Furled Gold Heels, Chie Mihara / Anthro

Feminine, sandaled, heeled, gold-foiled version of pointy-elf-toe shoes? Heck yes. Now if only they're not suede (impossible to clean, and impossible for me to keep clean) and half that price. Oh Chie Mihara, you're such a terrible tease. 

Vermillion Reflections Dress, Twinkle by Wenlan / Anthro

I love bell sleeves (especially 3/4 length versions that won't drag in food...or the dishwater) and wrap dresses (they work well on my build). I'm even digging the crazy orange-blue color (since when did I get into prints?).. I'm far less enthused about the price tag...wishlisted to consider if it goes on sale. 

Glowing Horizons Trench, Anthro

I just bought this trench to replaced my now-ratty blue one, so I really can't justify eyeing another one this year--or anytime within the next 3-5 years. But nonetheless, I love the mini-cape-like double lapels on this one...and the hint-of-orange lining. (wtf? when did I start liking orange?). I'm both sad and relieved that it's sold out in my size.

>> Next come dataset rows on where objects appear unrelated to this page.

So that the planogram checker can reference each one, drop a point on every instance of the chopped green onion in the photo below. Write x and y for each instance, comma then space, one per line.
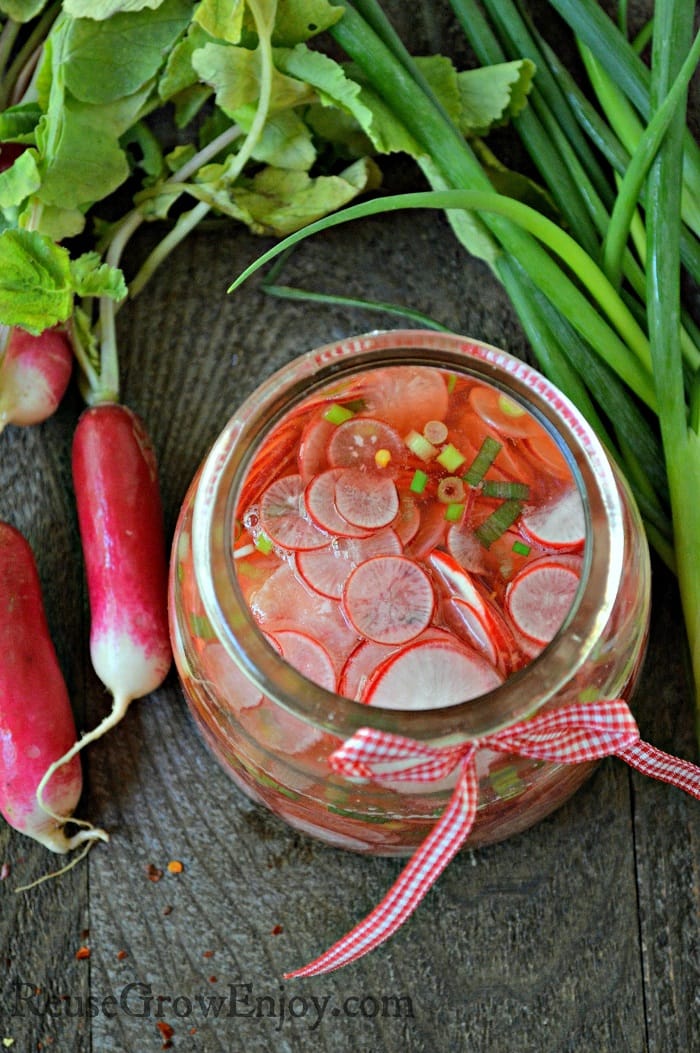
263, 543
419, 445
451, 457
497, 523
454, 512
418, 481
487, 454
505, 489
337, 414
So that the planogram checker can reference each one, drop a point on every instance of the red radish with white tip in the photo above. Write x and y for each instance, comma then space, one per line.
37, 724
35, 372
121, 531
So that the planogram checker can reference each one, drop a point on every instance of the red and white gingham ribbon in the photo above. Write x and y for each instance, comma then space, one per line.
570, 735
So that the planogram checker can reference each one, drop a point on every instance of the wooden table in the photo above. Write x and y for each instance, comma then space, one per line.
580, 935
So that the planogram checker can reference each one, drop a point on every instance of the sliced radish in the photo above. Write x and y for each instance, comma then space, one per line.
282, 516
502, 413
388, 599
326, 570
407, 520
366, 499
359, 667
320, 503
431, 532
456, 580
283, 601
560, 523
357, 442
431, 674
313, 446
307, 656
406, 396
470, 626
540, 596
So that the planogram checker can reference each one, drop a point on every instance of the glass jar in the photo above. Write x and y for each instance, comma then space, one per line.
273, 730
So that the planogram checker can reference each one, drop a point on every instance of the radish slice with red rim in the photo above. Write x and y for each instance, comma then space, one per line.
406, 396
313, 446
559, 523
306, 655
431, 674
320, 503
282, 516
540, 596
356, 443
326, 570
388, 599
366, 499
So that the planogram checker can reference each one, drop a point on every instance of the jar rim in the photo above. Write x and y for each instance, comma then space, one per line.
520, 695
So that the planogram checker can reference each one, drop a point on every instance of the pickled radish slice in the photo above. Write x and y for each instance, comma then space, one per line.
388, 599
503, 413
313, 448
282, 516
560, 523
406, 396
357, 442
456, 579
326, 570
307, 656
431, 674
366, 499
470, 626
540, 596
320, 503
407, 520
359, 667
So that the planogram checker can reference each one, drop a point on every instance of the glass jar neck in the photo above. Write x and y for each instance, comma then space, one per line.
523, 693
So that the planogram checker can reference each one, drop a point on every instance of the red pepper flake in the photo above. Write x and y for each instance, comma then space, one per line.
167, 1032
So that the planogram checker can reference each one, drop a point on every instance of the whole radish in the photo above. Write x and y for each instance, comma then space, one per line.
36, 720
123, 542
35, 372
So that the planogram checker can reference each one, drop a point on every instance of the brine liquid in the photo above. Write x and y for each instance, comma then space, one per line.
408, 538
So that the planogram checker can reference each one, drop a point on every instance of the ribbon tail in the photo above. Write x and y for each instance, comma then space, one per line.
662, 766
425, 866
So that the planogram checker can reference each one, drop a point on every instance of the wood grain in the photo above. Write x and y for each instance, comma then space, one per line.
581, 935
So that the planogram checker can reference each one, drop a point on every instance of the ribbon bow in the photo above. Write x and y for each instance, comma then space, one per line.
570, 735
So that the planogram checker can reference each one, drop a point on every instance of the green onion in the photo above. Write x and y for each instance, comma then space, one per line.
454, 511
505, 489
497, 523
419, 445
451, 457
337, 414
418, 482
487, 453
263, 543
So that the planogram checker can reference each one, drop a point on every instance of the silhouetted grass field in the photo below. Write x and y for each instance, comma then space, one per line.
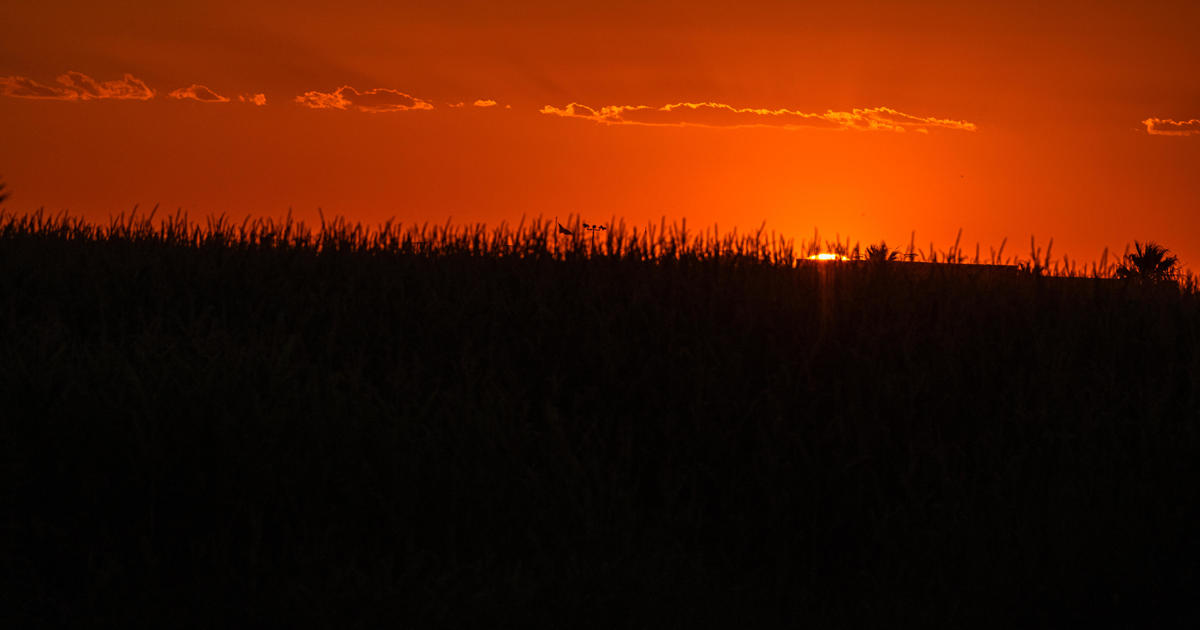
456, 427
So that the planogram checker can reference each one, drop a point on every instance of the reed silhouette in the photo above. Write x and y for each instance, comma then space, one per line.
231, 423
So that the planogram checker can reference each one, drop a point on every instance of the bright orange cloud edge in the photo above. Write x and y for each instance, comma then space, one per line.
77, 87
375, 101
721, 115
1165, 126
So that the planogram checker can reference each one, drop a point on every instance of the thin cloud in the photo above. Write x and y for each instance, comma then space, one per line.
720, 115
198, 93
1165, 126
377, 101
77, 87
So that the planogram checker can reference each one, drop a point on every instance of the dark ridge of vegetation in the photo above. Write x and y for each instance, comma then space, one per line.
454, 427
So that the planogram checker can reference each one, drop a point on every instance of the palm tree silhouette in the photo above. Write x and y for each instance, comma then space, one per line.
1149, 263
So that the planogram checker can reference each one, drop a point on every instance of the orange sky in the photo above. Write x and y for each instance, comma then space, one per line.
869, 119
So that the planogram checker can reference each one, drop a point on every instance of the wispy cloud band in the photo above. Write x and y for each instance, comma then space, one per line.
711, 114
377, 101
77, 87
198, 93
1165, 126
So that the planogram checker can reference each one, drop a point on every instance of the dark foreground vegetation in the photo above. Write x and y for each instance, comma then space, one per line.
459, 427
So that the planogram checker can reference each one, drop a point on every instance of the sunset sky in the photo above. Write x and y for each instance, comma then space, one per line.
1078, 121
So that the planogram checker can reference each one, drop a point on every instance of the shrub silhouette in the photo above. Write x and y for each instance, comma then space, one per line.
881, 253
1150, 262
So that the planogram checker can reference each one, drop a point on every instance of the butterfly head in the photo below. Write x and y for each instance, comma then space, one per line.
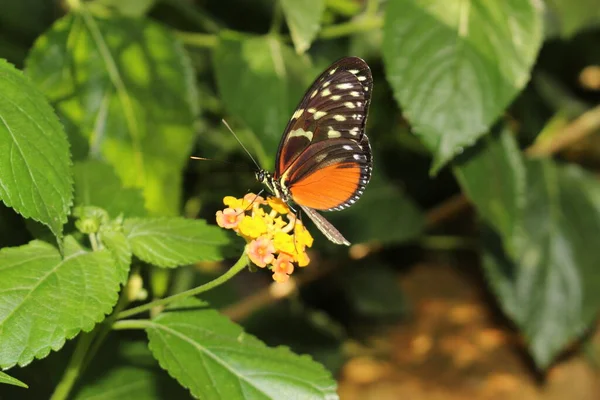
262, 176
272, 184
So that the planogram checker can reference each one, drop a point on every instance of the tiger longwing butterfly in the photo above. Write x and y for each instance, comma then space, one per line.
324, 159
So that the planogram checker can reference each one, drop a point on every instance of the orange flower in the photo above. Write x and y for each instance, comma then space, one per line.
261, 251
229, 218
273, 242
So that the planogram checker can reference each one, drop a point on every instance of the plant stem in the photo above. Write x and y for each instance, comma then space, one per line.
277, 18
103, 329
198, 39
234, 270
73, 370
365, 24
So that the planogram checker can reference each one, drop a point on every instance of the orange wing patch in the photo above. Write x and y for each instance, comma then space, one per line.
328, 187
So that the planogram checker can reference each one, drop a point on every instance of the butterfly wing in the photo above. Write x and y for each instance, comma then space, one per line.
330, 175
324, 226
324, 159
335, 106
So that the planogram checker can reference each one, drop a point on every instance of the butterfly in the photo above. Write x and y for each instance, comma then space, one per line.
324, 160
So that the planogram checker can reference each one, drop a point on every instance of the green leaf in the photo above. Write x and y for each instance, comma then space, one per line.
171, 242
550, 289
35, 176
383, 214
260, 81
501, 200
455, 66
116, 242
47, 299
127, 88
228, 363
304, 21
96, 184
9, 380
136, 8
127, 369
575, 15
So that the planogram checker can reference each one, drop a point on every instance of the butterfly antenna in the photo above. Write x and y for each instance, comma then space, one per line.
241, 144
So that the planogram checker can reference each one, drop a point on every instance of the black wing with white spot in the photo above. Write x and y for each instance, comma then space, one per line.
335, 106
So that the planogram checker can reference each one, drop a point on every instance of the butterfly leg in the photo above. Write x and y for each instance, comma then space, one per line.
252, 202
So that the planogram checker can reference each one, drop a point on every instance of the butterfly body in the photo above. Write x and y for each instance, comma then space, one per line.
324, 160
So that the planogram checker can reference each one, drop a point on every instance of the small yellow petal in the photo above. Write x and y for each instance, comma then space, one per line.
283, 243
252, 226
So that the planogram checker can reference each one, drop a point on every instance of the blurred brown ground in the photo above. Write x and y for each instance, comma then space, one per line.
457, 347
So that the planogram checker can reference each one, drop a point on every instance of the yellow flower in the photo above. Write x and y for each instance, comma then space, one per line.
232, 202
278, 205
303, 236
260, 251
252, 226
272, 241
283, 243
229, 218
303, 259
282, 268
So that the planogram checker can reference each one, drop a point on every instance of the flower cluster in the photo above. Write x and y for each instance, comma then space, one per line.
273, 241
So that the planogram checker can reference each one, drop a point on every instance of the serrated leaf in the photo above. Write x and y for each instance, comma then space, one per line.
9, 380
119, 247
127, 369
455, 66
171, 242
226, 362
550, 288
96, 184
126, 86
35, 175
384, 214
260, 81
304, 21
47, 299
501, 200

Orlena Hat, Yestadt / Anthro

With the 50% off sale deal running, this is actually reasonably close to my gift card and probably the most likely candidate for it. I love the taupe color--somewhere between gray, green, and brown (it should work with all the earthy tones that have taken over my wardrobe). The sculptural crown seems interesting and promising--though the jury is out until I try it out. The brim size is exactly what I need--big enough to actually keep the sun off my face, small enough to manage. I love that it's rabbit-fur-felt...which is tends to be softer, stronger, and has more of a luster than the typical wool felt.

Suggestions? Vetos? Other ideas? 
16 December 2011 @ 12:30 pm
I shamelessly love holiday music. My favorites are the old latin chants (and modern smoashborgs that retain the grandeur and eerieness of the latin--yay, Medieval Babes!) and baroque-era choir music....Handel, Beethoven, Mendensoln. There's something about listening to a song in either romance or germanic languages--languages that I don't speak, but share a root with English--that especially especially speaks to me. I think it's because I can almost--not quite--but almost understand. I catch the sense of that desire to speak...that grandeur and expression that's carried in the music, and in clips of words that resemble (but may be false cognates) with the languages that I do understand. It's that desire for understanding and communication that translates...that I find to be so transporting. 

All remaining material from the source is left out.